Now, that ride isn’t so simple. Not because of the American border fence, but because of the spreading grip of drug cartels along the Mexican borderlands. For the first time in five years, I was warned specifically not to travel that direct road to Altar but rather to take a much longer, more circuitous route into the nondescript town that some grimly call “the gateway to the American Dream.”

The narcos now firmly control the old dirt road that is the most direct route from Altar to Arizona. And it’s not just here, south of Tucson. In the first three months of this year, more than 200 people were killed in drug-related massacres in Juarez, just across from El Paso. On April 27, 17 people were shot dead in a wild drug-war shootout on a main thoroughfare in Tijuana. The mounting chaos only drives more immigrants into the U.S.

“The narcos are now charging $50 a head for the migrants going up that road,” says Enrique Zelaya, a staff member at the Catholic-run shelter for migrants in Altar. “Last year, they burned 30 vans along that road, and they kidnapped 150 migrants,” he adds. But not even this deters the migrant flow. The van drivers who make the run up the road, and were parked in a line along Altar’s colonial plaza, all confirmed that they have raised the fare to the border from $10 to $60 a head over the past year.

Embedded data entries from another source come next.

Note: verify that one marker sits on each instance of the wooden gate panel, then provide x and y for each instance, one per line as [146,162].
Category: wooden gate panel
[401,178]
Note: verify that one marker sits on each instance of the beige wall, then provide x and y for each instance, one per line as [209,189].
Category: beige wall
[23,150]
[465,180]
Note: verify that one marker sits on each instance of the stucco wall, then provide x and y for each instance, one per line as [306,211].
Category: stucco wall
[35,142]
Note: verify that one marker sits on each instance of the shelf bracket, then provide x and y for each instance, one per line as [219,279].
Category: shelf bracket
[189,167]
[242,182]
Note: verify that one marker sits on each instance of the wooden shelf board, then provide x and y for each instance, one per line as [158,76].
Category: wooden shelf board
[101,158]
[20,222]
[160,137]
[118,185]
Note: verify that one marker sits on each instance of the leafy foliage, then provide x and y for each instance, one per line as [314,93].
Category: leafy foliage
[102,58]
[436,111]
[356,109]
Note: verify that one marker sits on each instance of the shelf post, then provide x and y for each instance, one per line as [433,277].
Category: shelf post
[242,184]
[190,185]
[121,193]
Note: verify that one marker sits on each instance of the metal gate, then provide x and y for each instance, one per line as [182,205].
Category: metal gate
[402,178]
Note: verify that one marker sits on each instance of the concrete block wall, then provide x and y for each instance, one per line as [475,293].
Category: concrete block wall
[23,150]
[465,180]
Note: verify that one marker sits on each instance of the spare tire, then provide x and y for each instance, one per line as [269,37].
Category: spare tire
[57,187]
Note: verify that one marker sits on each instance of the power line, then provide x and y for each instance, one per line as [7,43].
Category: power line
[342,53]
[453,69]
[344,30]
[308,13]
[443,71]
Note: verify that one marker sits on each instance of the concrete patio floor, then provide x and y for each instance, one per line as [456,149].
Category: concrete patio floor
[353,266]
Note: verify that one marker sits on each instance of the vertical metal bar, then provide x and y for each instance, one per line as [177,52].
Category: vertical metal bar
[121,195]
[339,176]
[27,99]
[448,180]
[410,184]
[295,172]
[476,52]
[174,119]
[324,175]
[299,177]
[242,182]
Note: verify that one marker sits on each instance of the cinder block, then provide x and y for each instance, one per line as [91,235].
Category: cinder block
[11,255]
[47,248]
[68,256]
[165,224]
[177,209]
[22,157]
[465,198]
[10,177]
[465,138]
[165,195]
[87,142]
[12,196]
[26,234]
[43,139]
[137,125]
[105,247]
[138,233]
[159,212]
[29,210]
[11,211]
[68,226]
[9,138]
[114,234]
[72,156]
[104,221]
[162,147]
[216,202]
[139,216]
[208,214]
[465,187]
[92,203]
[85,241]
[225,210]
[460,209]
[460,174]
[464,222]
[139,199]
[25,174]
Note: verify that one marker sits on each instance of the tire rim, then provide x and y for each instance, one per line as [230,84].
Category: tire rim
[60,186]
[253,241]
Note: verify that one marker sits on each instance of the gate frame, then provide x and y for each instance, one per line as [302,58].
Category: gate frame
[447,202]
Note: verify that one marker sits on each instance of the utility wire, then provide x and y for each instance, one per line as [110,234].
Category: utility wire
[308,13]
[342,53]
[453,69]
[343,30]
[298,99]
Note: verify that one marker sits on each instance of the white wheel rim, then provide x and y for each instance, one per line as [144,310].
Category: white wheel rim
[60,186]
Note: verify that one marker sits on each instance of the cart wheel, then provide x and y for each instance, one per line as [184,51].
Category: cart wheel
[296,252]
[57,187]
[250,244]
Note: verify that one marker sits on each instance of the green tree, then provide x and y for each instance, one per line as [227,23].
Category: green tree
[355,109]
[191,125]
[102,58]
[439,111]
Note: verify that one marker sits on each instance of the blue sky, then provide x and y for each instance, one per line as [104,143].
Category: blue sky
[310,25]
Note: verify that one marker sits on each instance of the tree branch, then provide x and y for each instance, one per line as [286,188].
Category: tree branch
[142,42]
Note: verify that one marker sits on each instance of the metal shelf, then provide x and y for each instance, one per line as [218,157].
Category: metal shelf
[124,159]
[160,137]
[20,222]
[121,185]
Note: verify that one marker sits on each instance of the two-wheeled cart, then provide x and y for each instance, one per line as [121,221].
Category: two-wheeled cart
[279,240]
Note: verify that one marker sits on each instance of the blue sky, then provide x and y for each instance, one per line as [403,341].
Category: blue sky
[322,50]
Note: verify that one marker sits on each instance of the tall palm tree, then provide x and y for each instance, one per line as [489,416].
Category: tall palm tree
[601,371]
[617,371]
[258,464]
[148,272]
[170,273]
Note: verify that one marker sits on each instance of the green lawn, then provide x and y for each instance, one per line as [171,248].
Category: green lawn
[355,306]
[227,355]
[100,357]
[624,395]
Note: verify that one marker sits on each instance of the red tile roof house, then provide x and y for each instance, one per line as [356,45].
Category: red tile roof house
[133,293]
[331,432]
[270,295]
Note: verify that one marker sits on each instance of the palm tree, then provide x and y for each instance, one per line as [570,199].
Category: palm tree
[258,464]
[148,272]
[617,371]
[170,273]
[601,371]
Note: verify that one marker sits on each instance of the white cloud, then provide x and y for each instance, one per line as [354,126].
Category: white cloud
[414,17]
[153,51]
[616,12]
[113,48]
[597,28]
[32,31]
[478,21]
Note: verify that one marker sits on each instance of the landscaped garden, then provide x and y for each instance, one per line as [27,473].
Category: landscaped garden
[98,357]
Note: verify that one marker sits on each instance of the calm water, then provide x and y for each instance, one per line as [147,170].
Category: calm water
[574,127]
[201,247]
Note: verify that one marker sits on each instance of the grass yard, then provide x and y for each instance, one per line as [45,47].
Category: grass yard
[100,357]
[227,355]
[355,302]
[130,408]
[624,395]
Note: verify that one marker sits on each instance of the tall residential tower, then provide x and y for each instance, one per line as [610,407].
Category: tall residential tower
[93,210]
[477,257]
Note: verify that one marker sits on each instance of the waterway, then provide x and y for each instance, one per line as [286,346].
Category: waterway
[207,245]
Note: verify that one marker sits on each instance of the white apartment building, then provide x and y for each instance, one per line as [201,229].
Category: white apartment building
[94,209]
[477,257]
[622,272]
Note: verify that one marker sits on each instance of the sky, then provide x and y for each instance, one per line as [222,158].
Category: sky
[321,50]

Just off the plaza, I make the rounds of the tenement-like flophouses that charge five or 10 dollars a night to stack migrants on plywood bunk beds, or simply stow them on the floor. There is no question that the numbers are down from a couple of years ago. Where there might have been a hundred people or so crowded into one of these human warehouses, there are now maybe 30 or 40.

Nobody knows why. It might be that the bursting of the housing bubble in the U.S. means that fewer construction jobs are available. Or that migrant routes are shifting back toward Yuma, and even back into California, especially around Mexicali. More people are trudging through the mountains to the east in New Mexico, I’m told.

What we do know, what I can see for myself, is that there’s a greater percentage of women and children than ever before among the migrants jammed into the dank rooms of the flophouses, the ill-named “guesthouses” that dot the streets of Altar.

When I get back to Arizona and meet with him in Tucson, Wayne Cornelius offers a straightforward explanation. “Border enforcement has failed to keep people out of the country,” he says. “But it has been quite successful in keeping them in.”

As it has become more perilous to cross the border, more and more migrants who used to cycle in and out of the U.S. now stay here. The increased numbers of women and children I saw in the Altar holding pens were coming to join their husbands and fathers, who were bunkered in the U.S.

So great is the push to migrate north from Mexico and Central America — an hour’s wages in California are worth a day of labor in Veracruz — that, Cornelius predicts, a U.S. policy based completely on erroneous assumptions will continue to fail.

“As more enforcement pressure is being placed on land borders,” Cornelius says, “we are seeing a deflection toward maritime borders, especially in California. More than 20 smugglers’ boats have been found in Southern California since August 2007. I’ve been predicting this for a long time. And now it’s happening. Our government is building a border fence, but we’re already into the era of maritime people smuggling.”